Fourteen years and several countries later, I feel with an equal amount of certainty that connection with other immigrants is, for me, as important to establishing a sense of community as avoiding connecting solely with immigrants is to integrating into a physical community. Although I don’t wish to live exclusively among “expats”, fellow immigrants are part of an emotional support system that is vital when the challenges and frustrations unique to my situation become overwhelming. This has been especially important for me here in Sweden – the first country I’ve lived in where I wasn’t already rooted through language, culture, or family ties.

After a year in this country, I feel very fortunate to have found not only the support and friendship of native Swedes within my own community, but also from a diverse group of fellow immigrants who further enrich my sense of community and belonging.
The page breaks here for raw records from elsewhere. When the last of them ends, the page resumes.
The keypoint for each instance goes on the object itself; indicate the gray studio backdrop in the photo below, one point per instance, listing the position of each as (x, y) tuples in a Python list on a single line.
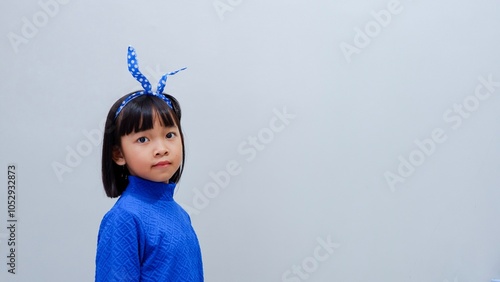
[(326, 140)]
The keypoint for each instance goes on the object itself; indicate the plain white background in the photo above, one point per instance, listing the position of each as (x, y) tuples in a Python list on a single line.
[(320, 176)]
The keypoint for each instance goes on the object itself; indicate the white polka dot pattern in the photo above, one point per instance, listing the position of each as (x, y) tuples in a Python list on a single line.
[(133, 67)]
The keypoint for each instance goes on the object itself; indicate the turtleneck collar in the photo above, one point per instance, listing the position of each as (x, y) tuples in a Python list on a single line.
[(150, 189)]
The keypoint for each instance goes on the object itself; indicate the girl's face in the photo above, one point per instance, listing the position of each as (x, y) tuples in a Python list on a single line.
[(154, 154)]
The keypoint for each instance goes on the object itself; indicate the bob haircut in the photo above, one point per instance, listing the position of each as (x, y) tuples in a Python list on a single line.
[(138, 115)]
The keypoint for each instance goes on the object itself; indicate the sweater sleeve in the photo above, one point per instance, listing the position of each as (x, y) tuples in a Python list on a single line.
[(118, 253)]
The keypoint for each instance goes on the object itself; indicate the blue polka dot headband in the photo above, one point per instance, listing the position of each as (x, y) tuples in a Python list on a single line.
[(133, 68)]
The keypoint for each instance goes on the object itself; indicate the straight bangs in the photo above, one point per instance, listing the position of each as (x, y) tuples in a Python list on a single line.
[(141, 113)]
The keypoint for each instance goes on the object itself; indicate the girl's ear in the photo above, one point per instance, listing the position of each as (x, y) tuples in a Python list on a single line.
[(118, 156)]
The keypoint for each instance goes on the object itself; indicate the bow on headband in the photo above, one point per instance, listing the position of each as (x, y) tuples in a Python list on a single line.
[(133, 68)]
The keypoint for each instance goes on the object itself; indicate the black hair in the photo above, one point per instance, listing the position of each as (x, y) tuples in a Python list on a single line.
[(138, 115)]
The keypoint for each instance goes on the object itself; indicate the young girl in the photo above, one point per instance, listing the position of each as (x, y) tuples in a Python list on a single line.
[(146, 236)]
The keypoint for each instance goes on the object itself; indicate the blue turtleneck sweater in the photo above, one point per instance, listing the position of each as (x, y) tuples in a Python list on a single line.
[(147, 236)]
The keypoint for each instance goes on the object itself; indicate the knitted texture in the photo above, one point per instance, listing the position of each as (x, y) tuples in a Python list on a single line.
[(147, 236)]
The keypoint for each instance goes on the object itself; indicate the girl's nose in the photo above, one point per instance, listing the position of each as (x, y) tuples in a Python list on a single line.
[(161, 149)]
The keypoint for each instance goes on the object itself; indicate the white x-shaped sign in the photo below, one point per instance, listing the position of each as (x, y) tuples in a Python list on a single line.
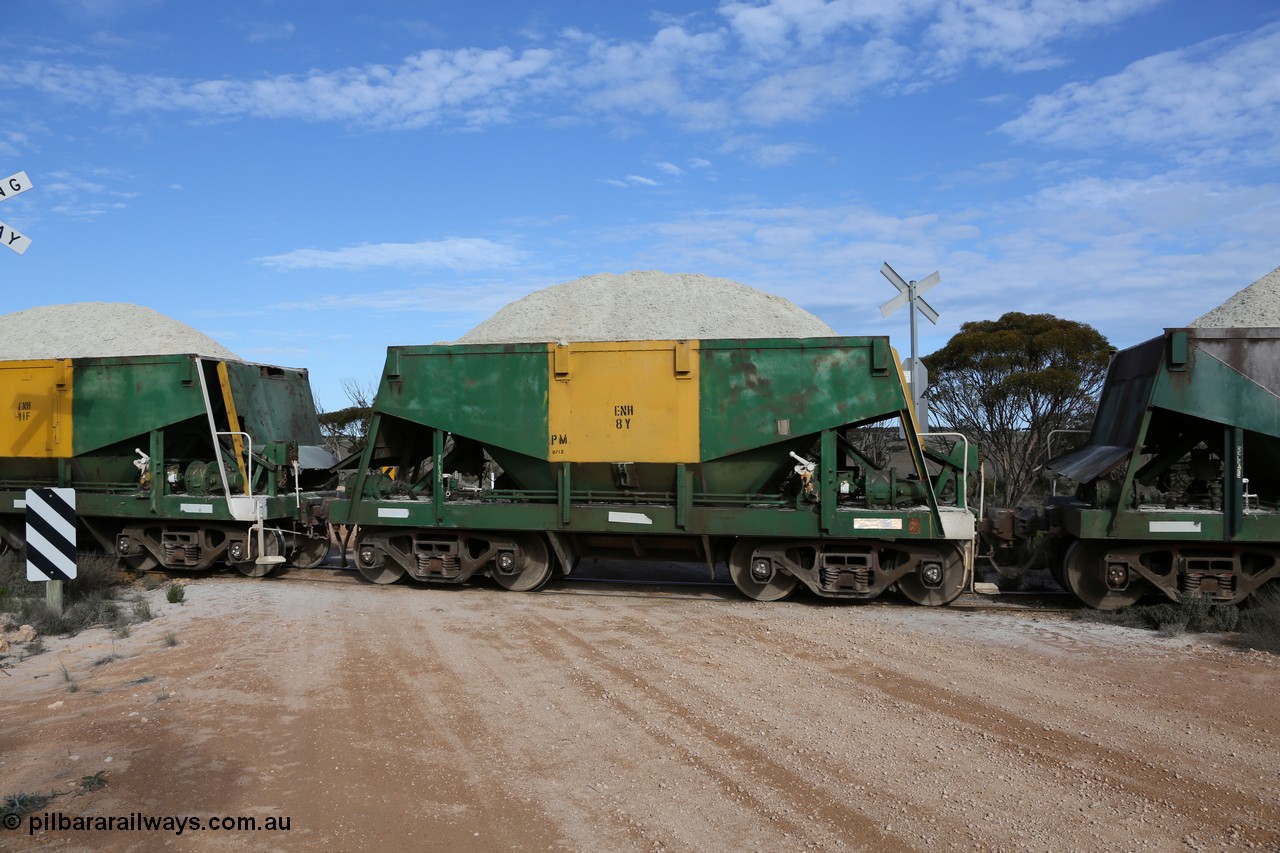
[(904, 293)]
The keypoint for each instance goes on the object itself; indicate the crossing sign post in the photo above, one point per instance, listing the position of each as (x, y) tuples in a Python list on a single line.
[(10, 187), (51, 541)]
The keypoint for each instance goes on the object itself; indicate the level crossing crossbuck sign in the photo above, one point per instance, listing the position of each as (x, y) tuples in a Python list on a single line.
[(50, 534), (9, 187)]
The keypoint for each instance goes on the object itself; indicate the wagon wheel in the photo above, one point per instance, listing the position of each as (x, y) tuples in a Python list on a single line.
[(936, 584), (273, 546), (1084, 571), (310, 552), (375, 573), (758, 579), (528, 568)]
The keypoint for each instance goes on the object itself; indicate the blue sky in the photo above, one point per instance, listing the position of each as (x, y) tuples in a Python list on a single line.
[(309, 182)]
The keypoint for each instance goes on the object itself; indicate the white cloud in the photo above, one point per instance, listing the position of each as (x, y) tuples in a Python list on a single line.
[(452, 252), (1217, 99), (1129, 256), (763, 63)]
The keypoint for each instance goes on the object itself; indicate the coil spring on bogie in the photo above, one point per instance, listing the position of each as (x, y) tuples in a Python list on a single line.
[(438, 564), (842, 578), (190, 553), (1194, 583)]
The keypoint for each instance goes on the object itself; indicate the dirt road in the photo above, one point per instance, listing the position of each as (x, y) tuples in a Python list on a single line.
[(478, 719)]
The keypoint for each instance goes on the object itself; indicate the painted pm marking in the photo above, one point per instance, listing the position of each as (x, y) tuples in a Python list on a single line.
[(877, 524), (50, 534)]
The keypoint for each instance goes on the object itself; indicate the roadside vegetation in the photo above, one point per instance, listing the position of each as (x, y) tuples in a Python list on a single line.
[(1256, 621), (99, 596)]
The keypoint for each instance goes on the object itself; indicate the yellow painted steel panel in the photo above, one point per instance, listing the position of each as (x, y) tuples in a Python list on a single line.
[(36, 409), (627, 401)]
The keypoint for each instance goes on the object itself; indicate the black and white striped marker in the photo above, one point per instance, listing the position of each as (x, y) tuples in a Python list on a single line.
[(50, 534)]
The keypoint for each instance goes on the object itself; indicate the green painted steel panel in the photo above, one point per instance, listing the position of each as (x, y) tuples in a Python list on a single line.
[(118, 400), (274, 404), (496, 395)]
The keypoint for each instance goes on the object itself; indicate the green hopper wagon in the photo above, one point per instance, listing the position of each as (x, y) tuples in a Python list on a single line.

Many of these friendships are virtual and have come as the result of writing this column and participation in online immigrant groups. But, like most virtual communities, there is a flip side. One that – at the risk of sounding like a babe in the woods – has surprised me: the petty and, at times, malicious way that immigrants criticize and verbally attack other immigrants when they express anything other than perfect contentment in Sweden. Worse still is when the target of this abuse is refugees.

It’s not that this phenomenon applies only among immigrants. Without a doubt, the internet has spawned a virtual army of people who, cloaked in relative anonymity, feel safe spewing bile at people they don’t know. There’s no reason I can conceive of that this shouldn’t also apply to immigrants, who are, after all, human. What surprises me, however, is when the perpetrators and the targets essentially belong to the same community, in this case, immigrants and refugees.
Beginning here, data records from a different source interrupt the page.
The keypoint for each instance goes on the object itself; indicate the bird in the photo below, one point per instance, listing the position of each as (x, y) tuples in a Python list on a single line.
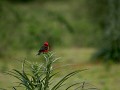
[(44, 48)]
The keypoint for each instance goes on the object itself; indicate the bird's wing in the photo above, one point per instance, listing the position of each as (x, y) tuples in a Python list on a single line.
[(43, 48)]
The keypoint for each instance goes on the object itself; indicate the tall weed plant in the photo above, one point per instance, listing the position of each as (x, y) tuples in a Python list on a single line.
[(40, 76)]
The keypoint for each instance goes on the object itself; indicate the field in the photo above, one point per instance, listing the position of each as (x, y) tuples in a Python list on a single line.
[(99, 75)]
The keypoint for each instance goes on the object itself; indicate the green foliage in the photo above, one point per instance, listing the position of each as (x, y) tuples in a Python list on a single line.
[(110, 50), (41, 76)]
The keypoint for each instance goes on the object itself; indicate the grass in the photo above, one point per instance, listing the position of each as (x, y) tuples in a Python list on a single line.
[(71, 59)]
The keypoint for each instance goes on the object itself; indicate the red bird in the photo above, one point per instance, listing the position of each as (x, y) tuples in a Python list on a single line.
[(44, 48)]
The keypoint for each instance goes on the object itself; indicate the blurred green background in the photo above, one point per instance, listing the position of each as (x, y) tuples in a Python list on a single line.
[(79, 31)]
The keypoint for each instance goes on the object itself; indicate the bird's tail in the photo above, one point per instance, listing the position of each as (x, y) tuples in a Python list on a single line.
[(39, 53)]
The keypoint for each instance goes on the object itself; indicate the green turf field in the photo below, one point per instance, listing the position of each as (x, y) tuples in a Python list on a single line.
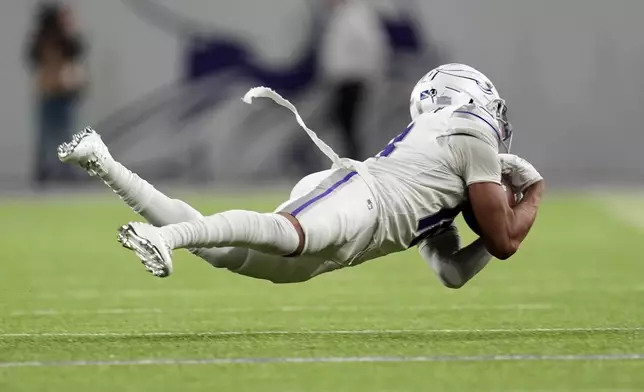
[(78, 312)]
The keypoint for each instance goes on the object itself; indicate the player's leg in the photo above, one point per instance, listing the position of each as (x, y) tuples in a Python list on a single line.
[(87, 150), (337, 216)]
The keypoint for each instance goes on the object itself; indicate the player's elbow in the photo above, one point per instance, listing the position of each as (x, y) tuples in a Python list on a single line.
[(503, 249)]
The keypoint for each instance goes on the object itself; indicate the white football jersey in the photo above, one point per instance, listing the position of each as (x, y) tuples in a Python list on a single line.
[(421, 176)]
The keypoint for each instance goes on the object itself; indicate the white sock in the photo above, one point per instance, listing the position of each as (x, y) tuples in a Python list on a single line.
[(145, 199), (265, 232), (159, 209)]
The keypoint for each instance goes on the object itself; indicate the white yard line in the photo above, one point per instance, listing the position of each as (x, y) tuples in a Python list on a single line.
[(301, 360), (321, 332), (285, 309)]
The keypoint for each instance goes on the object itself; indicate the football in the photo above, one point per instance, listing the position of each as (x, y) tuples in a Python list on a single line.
[(468, 214)]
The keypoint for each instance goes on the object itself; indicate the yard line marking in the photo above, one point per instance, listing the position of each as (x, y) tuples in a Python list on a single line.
[(300, 360), (286, 309), (55, 312), (317, 332)]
What I have seen usually involves people demonstrating that they have little tolerance for differences of opinion or experience, and even less inclination to live and let live. At its worst, it manifests itself as the ugly expression of “If you don’t like it, go back to where you came from.” Speaking as an American who is ashamed of the increase of just this kind of rhetoric coming from my native country, I find it difficult to fathom how anyone – never mind a non-native Swede – could say such a thing while living in a country that embodies the ideological opposite.

For some, it seems there’s no sense of empathy, never mind community, that compels them to reach out in support of individuals who are essentially in a similar situation, even if the specifics are not in alignment. Are these people so eager to be considered fully-integrated members of Swedish society that they won’t forebear any less-than-glowing assessments or opinions of their adopted country? If so, they would appear to be misguided, because the native Swedes in my community have and express their own frustrations and disappointments with Sweden and its systems. They also have no problem when I express mine.

Albert Einstein wrote, “…laws alone cannot secure freedom of expression; in order that every man may present his views without penalty there must be a spirit of tolerance in the entire population.”

Back when my immigrant journey was new, I realized just how limiting a shuttered existence could be. Now I appreciate that the principle applies equally as well to living solely among your “own kind” as it does to divorcing yourself from their numbers. Both require the same thing: intolerance.

Maybe it’s just me, but that’s not the way I want to experience life in any country. And it’s certainly not the way I would wish for anyone else to experience it.

Victoria Martínez is an American historical researcher, writer and author of three historical non-fiction books. She lives in Småland county, Sweden, with her Spanish husband and their two children.